Ninguno de sus nietos llegó a verla tras el mostrador de la lotería que le fue asignada junto a la plaza del ayuntamiento. Sin embargo, supe que en sus inicios no le quedó más remedio que acudir cada mañana a levantar la persiana, en contra de lo que dictaban sus principios (pues siempre le pareció sumamente ordinario levantarse antes de las diez). Sus hijas, que heredaron el sentido del deber de un padre al que apenas recordaban, se quejaban de su incorregible informalidad. Cada mañana, sin excepción, las acompañaba hasta la puerta del colegio. Tarde, como no podía ser de otra forma. La causa era siempre la misma: se vestía despacio, aunque tuviese prisa. Mientras, su clientela se iba amontonando con resignación en la puerta del negocio, sin saber si llegarían a ser atendidos en algún momento. Unos a otros se preguntaban: «¿A qué hora abrirá hoy Irenita?» Y cuando por fin se dignaba a aparecer, lo hacía desplegando una sonrisa inocente, sin el menor atisbo de remordimiento ni intención alguna de disculparse por su desfachatez. Sabía muy bien que nadie se atrevería a increpar a una mujer que llevaba una desgracia tan grande a cuestas. Pero una cosa era aprovechar una condición que Dios le tenía reservada y otra muy distinta hacer gala de ella. Iba siempre muy bien vestida, con la elegancia y el porte de las personas detallistas que no dejan nada al azar. Viéndola llegar, con paso resuelto, recién salida de la peluquería y parapetada tras unas gafas oscuras que sólo dejaban entrever la expresión de una ceja enarcada, la gente se giraban a su paso creyendo haberse cruzado con la mismísima Joan Crawford. Era imposible sentir lástima por ella. Más bien todo lo contrario: cualquiera hubiera dicho que su único propósito en la vida era arrasar con el mundo a su paso. No obstante, supo establecer con acertado criterio los límites de su ambición: vivir cómodamente, despertarse a su antojo (nunca por obligación) y ser adorada por toda su descendencia.

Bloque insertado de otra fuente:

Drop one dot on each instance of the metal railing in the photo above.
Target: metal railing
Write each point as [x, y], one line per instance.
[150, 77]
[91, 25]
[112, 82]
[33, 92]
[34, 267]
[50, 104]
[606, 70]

Se tenía a sí misma en tan alta estima que nadie en su sano juicio se atrevería a llevarle la contraria. Rivalizaba sin tregua con sus hijas, su nuera y la vecina del octavo. Con sus nietos era bien distinta: los mantenía bajo su protección con total y sincera adoración, exentos de cualquier contienda. Las discusiones y los rencores con cualquier otra persona podían prolongarse hasta la extenuación de sus rivales. De vez en cuando, se presentaba en casa sin previo aviso. Unas veces, por simple aburrimiento, presumiendo del último modelito que había adquirido; o con intenciones más oscuras. No era difícil que encontrara algo que no le agradara del todo, ya fuera porque consideraba que no estaba a la altura de la categoría que esperaba de sus hijas, o por ser tan bueno que pudiera ensombrecer el protagonismo al que estaba acostumbrada. La acidez de sus comentarios y los consejos no solicitados eran el combustible perfecto para prender en un momento la mecha de la discordia. A mi madre le exasperaban sus infantiles aires de grandeza. En una ocasión, anticipándose a un enfrentamiento inminente, la espetó desafiante: «Mamá, ¿por qué tienes siempre que criticarlo todo?» Mi abuela la miró, guardando silencio, por encima de sus gafas de sol. «Te comportas como si fueses de una clase social a la que, claramente, ya no perteneces.» Ésta levantó las cejas y un fulgor asesino relució en sus ojos durante una fracción de segundo, lo que tardó en calibrar la crueldad de su respuesta. Recogió el testigo y contestó sin piedad: «En todo caso, la que no pertenece eres tú.» Mi madre se quedó de piedra. Y tras un silencio que se nos hizo eterno, las dos estallaron en carcajadas.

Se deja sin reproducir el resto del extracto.